Unlike many of my fellow Gays, I'm a bit of a fan of Brokeback Mountain.


Which is why, when I was reminded of it last night while rewatching (for the first time in maybe twenty years) Butch Cassidy and the Sundance Kid, I felt all warm and glowy.


I mean, the visual similarities are striking (I can't believe Ang Lee didn't use BC&TSK as a reference).


Albeit the, er, action set-pieces are a little different in the two films.


I prefer Jake and Heath in action, rather than Paul and Robert, even though I suspect the latter couple were much more in love with each other than the former.


In truth, I guess both movies ended tragically. But with BC&TSK we had a smile on our faces, whereas with BM we were blubbing our eyes out.


And at least I now have an excuse to post a photo of the late, lamented Heath's magnificent willy.

4 comments:

Niall said...

RIP Heath Ledger.
A beatiful man who left this world behind much too soon.
He is much missed. :-(
It's shame we didn't get to see more of his naked loveliness while he was with us.

LeDuc said...

And it's always especially thrilling to encounter a naked boy with an unshaved bushy exuberance.
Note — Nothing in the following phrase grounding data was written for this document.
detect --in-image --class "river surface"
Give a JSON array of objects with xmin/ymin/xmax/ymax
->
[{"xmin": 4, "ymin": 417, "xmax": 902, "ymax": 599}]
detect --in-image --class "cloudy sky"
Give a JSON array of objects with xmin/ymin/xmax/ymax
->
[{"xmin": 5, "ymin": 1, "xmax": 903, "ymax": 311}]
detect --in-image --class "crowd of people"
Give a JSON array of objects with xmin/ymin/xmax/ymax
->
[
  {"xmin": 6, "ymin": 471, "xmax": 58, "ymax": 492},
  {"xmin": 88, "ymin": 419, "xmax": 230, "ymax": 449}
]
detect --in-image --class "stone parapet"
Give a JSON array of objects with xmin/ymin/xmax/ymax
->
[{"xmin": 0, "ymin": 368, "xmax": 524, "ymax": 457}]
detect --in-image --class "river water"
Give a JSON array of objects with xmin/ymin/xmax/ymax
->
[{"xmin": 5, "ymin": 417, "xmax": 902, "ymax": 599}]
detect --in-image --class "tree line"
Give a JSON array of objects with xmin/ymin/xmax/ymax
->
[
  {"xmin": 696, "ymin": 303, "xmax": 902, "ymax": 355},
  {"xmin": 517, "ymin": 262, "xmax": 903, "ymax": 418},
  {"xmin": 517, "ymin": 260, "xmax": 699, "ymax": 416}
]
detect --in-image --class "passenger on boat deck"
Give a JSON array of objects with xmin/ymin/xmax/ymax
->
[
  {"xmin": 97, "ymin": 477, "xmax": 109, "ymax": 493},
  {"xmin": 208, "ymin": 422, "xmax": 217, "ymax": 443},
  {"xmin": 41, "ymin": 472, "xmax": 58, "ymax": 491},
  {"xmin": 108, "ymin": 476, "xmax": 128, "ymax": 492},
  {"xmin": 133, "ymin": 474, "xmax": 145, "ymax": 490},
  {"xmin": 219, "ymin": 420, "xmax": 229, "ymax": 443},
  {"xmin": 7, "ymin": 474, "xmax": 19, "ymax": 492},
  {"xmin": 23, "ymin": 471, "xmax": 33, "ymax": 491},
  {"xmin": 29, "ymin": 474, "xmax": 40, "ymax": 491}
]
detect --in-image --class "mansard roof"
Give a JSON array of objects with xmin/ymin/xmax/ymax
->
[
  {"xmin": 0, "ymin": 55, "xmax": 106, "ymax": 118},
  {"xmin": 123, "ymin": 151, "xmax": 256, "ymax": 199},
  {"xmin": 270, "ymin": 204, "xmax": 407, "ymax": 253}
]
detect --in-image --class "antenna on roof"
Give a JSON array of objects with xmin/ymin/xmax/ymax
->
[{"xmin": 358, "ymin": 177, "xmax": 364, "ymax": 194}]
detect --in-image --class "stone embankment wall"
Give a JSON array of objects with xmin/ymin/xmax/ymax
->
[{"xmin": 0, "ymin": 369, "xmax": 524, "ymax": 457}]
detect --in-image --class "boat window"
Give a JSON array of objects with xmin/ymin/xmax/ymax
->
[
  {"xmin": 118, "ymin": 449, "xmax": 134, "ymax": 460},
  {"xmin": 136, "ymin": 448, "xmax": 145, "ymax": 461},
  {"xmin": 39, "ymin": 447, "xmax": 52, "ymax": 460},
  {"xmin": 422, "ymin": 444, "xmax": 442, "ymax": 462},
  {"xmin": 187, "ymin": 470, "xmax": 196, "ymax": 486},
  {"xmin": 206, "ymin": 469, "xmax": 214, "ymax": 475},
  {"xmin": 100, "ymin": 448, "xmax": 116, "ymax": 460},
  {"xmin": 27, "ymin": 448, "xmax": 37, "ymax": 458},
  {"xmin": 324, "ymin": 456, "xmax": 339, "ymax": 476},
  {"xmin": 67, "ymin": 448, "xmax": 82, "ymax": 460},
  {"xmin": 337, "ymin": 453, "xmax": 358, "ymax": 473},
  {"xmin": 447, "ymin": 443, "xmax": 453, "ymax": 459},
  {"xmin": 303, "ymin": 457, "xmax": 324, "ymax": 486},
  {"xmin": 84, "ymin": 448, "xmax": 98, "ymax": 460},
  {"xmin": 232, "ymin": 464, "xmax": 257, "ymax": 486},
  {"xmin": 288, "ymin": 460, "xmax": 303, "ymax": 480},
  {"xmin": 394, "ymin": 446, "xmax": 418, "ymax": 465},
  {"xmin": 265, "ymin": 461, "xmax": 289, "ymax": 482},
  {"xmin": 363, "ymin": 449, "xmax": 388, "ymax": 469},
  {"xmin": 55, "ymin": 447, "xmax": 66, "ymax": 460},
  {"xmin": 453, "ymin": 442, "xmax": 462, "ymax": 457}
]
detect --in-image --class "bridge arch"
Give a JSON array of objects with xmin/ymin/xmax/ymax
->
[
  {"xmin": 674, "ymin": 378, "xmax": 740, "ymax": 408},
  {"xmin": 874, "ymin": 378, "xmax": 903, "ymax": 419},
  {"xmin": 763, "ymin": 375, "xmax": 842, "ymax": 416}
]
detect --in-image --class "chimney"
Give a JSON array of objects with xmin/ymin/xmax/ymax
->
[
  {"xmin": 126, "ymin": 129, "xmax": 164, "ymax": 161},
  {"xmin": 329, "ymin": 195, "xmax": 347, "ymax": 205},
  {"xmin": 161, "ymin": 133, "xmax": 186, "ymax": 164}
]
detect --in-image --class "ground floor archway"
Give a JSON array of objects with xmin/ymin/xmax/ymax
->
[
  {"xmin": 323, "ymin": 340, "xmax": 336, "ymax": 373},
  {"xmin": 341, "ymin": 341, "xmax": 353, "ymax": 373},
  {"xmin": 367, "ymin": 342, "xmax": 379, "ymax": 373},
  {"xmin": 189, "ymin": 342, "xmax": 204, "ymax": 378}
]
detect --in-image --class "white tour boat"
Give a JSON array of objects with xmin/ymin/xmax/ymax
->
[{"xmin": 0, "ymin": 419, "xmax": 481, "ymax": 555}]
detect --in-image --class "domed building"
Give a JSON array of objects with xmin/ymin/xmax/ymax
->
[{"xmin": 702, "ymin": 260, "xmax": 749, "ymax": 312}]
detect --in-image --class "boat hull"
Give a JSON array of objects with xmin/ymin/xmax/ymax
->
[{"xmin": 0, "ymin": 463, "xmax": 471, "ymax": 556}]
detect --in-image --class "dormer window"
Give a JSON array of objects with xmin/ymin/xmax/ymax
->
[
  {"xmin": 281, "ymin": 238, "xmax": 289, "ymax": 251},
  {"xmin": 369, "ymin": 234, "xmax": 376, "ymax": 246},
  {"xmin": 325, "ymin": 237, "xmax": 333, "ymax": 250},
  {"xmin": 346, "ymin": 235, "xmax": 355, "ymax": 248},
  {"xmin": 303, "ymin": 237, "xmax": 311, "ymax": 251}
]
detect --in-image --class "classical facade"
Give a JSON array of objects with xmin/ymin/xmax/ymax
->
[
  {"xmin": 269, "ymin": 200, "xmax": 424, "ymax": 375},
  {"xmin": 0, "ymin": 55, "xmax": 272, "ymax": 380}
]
Very nice!

sticks said...

I love(d) BBM and had the joy of seeing it in SF with a gay friend just after it (and I) came out. It was my first experience of gay cinema with a mostly gay audience. Wonderful, happy memories!

As to Heath Ledger, yes, a sad loss. He was. I think, happy to play a gay role, and recognise his attraction for a gay audience, unlike his fellow-countryman Russell Crowe.

LeDuc said...

I'm not so sure -- Heath got into lots of trouble by doing interviews in which he explained that kissing Jake Gyllenhaal was the hardest thing he'd ever had to do as an actor. Didn't endear him to many of us, I have to say.

Jake saw the flak and, wisely, was much more circumspect.

Whereas Crowe has also played gay, in 1994's The Sum of Us (do a google image search if you don't know the film -- well worth it).

Still, I'm glad you have extra lovely associations with Brokeback: I just like it as a great cinematic tragedy (a bit like Brief Encounter, really).